Performance considerations

  • Code fixes and refactorings are only useful at design time. At compile time, all code fixes will be ignored. If you want to avoid generating code fixes at compile time, you can make your logic conditional to the MetalamaExecutionContext.Current.ExecutionScenario.CapturesCodeFixTitles expression.

  • The Func<ICodeActionBuilder, Task> delegate is only executed when the code fix or refactoring is selected by the user. However, the whole aspect will be executed again which has two implications:

    • The logic that creates the delegate must be very fast because it is rarely useful.

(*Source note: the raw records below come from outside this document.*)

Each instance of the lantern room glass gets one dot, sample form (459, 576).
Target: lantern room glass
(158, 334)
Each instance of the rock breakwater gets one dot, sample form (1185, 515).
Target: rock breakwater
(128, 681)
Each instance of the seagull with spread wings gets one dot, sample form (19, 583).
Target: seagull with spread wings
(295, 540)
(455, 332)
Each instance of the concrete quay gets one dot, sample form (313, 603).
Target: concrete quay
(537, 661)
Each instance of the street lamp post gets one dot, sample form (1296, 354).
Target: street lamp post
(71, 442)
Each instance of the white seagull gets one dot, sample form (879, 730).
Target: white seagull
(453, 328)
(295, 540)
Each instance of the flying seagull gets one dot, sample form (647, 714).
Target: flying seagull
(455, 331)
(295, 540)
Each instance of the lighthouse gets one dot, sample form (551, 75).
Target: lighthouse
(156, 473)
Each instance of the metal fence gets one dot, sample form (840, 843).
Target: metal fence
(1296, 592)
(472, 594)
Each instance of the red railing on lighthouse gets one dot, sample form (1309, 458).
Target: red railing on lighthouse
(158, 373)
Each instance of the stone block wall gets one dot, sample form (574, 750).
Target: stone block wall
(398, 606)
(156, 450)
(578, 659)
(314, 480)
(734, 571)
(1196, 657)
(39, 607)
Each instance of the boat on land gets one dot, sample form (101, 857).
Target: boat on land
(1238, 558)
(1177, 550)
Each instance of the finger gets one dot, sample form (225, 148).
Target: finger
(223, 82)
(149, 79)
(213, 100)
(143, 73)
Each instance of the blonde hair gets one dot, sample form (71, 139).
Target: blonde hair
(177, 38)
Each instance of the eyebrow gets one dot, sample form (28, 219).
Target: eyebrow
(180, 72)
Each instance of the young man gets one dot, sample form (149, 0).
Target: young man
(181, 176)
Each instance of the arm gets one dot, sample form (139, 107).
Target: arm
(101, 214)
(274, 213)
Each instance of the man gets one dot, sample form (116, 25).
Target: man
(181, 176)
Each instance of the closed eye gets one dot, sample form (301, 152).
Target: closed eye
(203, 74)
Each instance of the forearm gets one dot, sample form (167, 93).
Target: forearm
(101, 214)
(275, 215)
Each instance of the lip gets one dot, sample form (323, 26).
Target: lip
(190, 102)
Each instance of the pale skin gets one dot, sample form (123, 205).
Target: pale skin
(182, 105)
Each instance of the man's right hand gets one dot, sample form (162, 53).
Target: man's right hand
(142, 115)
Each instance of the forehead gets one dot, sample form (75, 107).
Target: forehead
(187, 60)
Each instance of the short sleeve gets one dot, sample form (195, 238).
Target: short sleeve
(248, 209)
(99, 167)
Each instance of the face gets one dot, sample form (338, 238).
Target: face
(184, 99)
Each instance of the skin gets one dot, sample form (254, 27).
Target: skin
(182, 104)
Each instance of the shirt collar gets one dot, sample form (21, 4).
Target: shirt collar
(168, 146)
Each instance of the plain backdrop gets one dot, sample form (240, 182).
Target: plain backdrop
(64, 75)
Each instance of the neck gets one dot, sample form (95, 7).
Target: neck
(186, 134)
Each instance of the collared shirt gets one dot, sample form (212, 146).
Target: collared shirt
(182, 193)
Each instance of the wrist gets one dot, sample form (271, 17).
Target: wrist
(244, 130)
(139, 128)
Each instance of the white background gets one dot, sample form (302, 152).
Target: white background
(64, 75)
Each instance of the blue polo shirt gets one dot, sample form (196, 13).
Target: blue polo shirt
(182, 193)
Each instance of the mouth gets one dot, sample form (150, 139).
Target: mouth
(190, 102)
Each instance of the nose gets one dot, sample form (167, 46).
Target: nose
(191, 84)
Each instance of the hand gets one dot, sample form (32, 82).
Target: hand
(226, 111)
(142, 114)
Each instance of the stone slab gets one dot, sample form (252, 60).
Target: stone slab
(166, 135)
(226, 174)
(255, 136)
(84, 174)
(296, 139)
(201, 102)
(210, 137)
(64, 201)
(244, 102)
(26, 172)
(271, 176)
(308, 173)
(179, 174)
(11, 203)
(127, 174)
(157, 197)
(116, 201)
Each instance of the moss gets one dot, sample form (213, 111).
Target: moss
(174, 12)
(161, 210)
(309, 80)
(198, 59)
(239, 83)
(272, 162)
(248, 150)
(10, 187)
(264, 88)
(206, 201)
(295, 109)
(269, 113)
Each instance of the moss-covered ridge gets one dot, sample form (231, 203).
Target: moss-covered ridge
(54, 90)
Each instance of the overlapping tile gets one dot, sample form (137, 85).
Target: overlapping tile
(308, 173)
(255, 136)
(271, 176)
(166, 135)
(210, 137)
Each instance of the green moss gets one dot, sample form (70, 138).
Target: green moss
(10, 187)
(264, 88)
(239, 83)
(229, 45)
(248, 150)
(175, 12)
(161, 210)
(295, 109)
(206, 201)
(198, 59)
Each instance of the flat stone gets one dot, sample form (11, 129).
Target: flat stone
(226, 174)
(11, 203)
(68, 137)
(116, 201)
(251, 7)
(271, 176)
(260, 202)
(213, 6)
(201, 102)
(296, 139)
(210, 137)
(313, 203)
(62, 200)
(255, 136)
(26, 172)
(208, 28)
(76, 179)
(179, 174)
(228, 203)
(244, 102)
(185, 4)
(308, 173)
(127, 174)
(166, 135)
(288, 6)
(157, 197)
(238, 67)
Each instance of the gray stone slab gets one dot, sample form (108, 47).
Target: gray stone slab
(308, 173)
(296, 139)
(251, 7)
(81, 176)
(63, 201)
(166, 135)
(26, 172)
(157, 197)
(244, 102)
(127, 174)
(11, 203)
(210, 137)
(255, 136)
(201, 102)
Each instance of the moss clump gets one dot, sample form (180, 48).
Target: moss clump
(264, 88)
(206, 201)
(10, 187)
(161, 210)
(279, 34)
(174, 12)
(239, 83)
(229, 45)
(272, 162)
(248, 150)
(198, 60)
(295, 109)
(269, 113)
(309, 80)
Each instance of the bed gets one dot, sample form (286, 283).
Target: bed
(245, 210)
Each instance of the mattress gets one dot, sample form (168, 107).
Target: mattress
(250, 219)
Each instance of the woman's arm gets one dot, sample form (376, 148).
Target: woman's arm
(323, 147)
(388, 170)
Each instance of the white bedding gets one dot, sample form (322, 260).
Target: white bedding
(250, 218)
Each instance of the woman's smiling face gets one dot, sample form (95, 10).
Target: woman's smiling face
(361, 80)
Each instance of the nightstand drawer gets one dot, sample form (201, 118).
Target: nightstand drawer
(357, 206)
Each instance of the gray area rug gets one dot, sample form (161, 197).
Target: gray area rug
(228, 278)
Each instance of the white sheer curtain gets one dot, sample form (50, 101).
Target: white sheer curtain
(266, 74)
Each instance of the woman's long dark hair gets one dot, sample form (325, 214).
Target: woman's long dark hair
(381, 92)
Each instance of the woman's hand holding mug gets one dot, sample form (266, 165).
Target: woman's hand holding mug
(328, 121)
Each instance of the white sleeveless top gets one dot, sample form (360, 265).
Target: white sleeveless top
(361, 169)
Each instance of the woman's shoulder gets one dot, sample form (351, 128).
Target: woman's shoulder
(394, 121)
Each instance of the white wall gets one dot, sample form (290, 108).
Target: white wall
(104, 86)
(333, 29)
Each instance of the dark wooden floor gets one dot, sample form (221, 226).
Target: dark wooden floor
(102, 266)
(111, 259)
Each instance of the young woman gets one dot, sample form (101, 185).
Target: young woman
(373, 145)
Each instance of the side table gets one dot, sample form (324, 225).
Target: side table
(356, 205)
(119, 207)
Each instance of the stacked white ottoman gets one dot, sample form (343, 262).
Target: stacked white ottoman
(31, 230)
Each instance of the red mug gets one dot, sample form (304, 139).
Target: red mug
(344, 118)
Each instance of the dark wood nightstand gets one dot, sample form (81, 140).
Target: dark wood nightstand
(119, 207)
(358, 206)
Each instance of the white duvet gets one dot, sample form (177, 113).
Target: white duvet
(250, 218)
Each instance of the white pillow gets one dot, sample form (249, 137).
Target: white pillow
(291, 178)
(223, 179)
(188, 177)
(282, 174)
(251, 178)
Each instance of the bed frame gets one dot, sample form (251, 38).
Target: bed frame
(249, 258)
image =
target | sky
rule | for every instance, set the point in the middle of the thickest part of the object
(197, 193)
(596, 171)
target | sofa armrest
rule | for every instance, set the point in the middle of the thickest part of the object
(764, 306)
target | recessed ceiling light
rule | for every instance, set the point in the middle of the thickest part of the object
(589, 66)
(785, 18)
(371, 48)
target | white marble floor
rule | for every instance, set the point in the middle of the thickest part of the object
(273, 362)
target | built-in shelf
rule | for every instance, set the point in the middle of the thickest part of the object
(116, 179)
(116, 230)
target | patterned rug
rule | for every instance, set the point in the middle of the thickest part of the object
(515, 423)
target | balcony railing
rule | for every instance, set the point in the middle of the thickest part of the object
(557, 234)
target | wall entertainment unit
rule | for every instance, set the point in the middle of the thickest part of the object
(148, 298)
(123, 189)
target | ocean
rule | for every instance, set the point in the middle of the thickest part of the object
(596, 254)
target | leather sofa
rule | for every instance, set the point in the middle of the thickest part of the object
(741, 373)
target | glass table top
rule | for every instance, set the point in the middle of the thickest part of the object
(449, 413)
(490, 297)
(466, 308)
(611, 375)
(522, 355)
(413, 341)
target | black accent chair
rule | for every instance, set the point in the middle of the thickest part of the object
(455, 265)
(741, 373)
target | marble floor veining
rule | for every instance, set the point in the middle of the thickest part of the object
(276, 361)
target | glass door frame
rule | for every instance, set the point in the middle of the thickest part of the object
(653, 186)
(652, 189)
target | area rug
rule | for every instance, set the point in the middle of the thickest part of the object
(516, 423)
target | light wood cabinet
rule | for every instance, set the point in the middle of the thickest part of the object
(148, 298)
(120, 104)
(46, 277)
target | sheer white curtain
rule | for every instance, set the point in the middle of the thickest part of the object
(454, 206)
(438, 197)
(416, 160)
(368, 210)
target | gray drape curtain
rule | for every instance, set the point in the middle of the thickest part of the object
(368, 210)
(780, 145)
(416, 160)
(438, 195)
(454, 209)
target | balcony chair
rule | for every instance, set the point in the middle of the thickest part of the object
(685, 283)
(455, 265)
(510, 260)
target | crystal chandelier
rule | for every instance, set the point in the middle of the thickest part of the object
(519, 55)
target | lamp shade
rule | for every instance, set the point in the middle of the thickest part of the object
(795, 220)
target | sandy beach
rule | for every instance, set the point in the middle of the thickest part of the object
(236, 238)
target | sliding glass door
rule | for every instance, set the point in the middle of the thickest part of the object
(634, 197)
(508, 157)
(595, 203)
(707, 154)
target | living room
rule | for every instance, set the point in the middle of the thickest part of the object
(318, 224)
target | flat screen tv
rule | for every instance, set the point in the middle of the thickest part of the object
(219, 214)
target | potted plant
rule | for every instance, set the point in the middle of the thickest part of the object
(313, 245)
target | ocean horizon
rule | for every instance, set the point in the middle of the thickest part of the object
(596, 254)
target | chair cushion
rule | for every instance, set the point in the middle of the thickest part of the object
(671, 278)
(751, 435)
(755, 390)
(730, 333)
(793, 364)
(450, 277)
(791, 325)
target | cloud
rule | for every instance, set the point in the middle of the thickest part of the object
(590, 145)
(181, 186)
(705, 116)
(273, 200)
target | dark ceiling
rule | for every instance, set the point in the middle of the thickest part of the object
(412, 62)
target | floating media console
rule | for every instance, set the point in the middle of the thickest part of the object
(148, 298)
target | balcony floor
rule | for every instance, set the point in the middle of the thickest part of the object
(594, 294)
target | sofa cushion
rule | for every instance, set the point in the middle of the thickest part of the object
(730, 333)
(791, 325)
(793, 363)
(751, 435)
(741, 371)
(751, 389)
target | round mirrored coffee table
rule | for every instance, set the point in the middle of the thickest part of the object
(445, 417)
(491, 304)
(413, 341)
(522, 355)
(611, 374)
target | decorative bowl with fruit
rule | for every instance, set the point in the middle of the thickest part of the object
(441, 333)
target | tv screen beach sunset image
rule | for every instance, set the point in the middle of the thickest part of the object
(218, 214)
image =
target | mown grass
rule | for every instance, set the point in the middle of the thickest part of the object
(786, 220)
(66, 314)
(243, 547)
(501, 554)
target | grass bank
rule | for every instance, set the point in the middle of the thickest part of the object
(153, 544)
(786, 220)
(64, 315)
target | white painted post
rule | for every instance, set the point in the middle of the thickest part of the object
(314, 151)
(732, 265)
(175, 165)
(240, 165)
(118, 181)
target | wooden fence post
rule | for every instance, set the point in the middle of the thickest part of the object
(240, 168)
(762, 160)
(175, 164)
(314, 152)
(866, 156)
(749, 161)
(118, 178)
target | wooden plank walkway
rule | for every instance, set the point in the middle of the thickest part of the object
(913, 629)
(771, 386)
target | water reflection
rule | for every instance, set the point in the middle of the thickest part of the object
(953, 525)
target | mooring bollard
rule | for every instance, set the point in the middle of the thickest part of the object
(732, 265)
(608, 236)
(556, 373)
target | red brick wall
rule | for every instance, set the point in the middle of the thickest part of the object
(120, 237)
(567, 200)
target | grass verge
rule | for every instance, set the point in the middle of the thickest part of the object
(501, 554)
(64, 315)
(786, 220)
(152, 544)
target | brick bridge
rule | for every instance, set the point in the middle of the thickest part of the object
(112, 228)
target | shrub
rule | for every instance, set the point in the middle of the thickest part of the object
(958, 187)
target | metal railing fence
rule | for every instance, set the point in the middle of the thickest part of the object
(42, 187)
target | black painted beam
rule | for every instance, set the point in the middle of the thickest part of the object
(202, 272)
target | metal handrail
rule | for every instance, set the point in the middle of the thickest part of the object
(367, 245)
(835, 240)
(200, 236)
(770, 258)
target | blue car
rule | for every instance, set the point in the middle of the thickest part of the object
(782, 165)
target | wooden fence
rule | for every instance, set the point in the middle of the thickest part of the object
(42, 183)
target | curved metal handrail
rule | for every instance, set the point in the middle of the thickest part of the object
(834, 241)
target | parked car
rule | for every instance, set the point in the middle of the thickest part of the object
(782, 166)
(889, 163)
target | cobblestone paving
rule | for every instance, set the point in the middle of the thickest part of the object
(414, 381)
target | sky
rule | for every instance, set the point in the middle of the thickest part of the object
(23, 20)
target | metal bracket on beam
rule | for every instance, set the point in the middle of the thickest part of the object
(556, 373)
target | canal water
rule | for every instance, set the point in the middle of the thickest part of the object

Any expensive logic should be moved to the implementation of the delegate itself.
    • If you want to avoid generating the delegate, you can make it conditional to the MetalamaExecutionContext.Current.ExecutionScenario.CapturesCodeFixImplementations expression.
  • At design time, all code fix titles, including those added by the Suggest method, are cached for the whole solution. Therefore, you should avoid adding a large number of suggestions. The current Metalama design is not suited for this scenario.